南昭啊了一声,撑着下巴说:“有必要吗?凭我和小舟的关系,只要我一说,他肯定就同意了。哥,我跟你说,小舟人很好的,就是话少了点……”
宫人端了点心茶水进来,摆在二人桌前。南知意一边听南昭絮叨,一边心不在焉地想,这个时候商黎应该已经把楠江带回东宫了吧。
“对了,上次我去定安侯府时,小舟说定安侯要带他来拜祭姑母呢。”
“姑母?定安侯家不是三代单传吗……”南知意顿了片刻,才说,“说的莫不是母后?”
“是啊。”南昭说。
先皇后江氏是皇帝出巡时带回来的民间女子,祖上还是前朝不愿归顺的大官,为堵住百官的嘴,皇帝让定安侯认了江氏作义妹。
南知意敛眸,指腹摩挲着点心上细致的纹样。
南昭抱着手炉,坐没坐相地说:“说起来,我以前是见过皇伯母的,可惜当时太小不记事,没能留下什么印象。父王母妃总说皇伯母有多么多么好,我尚在襁褓时有多喜欢粘着她,偏我一点不记得,好气。”
南知意唇角划开一抹笑,轻声说:“我记得。”
“真的?”南昭扑到南知意桌边,说,“皇伯母长什么样,和画像上一样美吗?她是个什么样的人?”
“母后她比画像上还美,就像从月宫里落下来的仙子。”南知意陷入了回忆,眼前闪过女子惊为天人的容颜,他说,“她是个明月般的人。”
南昭喃喃说:“月亮啊,那确实很美好。”
东宫,楠江和商黎呆在炭火充足的屋里,看着外面树枝摇曳。
楠江扒着窗缝,脸都让寒风吹僵了还不肯放手。
商黎轻啧了声,提着衣领把人揪了下来,教训道:“有什么好看的,当心风寒。”
他算了算时间,觉得南知意差不多该下学了,让宫人给楠江上了些吃的,就出去迎人了。
楠江坐回软榻上,摸了摸自己的脑袋。
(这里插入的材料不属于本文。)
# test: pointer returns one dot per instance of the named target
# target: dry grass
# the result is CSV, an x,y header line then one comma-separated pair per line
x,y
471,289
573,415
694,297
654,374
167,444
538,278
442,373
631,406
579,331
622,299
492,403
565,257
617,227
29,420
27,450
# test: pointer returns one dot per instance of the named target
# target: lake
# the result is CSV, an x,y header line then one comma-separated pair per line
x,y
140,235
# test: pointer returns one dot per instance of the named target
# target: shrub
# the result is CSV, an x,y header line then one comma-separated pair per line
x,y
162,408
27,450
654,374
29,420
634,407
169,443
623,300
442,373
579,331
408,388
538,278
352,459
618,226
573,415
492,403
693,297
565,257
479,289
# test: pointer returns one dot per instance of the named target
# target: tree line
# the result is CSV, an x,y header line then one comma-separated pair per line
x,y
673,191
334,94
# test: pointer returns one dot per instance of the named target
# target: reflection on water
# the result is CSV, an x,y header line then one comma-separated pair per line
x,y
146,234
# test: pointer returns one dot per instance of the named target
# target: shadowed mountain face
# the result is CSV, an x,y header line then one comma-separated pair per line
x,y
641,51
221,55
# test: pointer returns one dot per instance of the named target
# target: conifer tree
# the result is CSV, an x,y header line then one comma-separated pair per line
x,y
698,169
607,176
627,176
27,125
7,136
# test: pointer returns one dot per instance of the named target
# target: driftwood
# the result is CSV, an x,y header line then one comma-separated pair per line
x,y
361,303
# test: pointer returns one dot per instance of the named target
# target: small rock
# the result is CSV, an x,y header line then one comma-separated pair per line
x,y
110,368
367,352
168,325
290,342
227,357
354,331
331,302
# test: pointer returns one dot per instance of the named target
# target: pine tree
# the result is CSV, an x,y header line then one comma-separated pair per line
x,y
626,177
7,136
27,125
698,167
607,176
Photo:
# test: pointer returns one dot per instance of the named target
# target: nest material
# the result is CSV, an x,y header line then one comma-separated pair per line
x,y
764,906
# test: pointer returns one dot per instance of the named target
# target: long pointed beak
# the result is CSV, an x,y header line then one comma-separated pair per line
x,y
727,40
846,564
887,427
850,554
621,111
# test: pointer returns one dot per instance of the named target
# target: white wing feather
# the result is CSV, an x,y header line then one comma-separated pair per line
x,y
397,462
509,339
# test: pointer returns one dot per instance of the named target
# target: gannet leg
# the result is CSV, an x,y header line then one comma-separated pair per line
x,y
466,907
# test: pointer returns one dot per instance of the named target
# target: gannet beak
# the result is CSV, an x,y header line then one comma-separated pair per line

今天的头是商黎给他梳的,扎得有些紧,他头皮痛,忍不住勾着头发往外揪,想给自己的头皮松松劲。
南知意甫一回来,楠江乱蓬蓬跟鸡窝似的头发就映入眼帘,他怔了一怔,哭笑不得地说:“你这头发是怎么了?和谁揪着头发打架了吗?”
楠江抬起头,泪眼汪汪地看着南知意,说:“头皮痛。”
他不管怎么弄头皮都还是痛,后来想把头发散下来却又解不开发带,生生把自己气哭了。
南知意回头看了眼商黎。
商黎轻咳一声,移开了目光。
“唉。”南知意上前,开始帮楠江解发带。也不知道楠江适才是怎么弄的,竟将发带打成了死结。商黎寻来了剪子,想给他剪开,楠江却不许。最后南知意费了好一番功夫才给他解下来。
“好了好了,不痛了。”南知意揉着楠江的脑袋,将变了样的发带放进他的掌心,“不就一条发带吗,至于这么稀罕吗?”
楠江试图展平发带上的褶皱,说:“当然至于,这是你送我的第一条发带,要好好收起来的。”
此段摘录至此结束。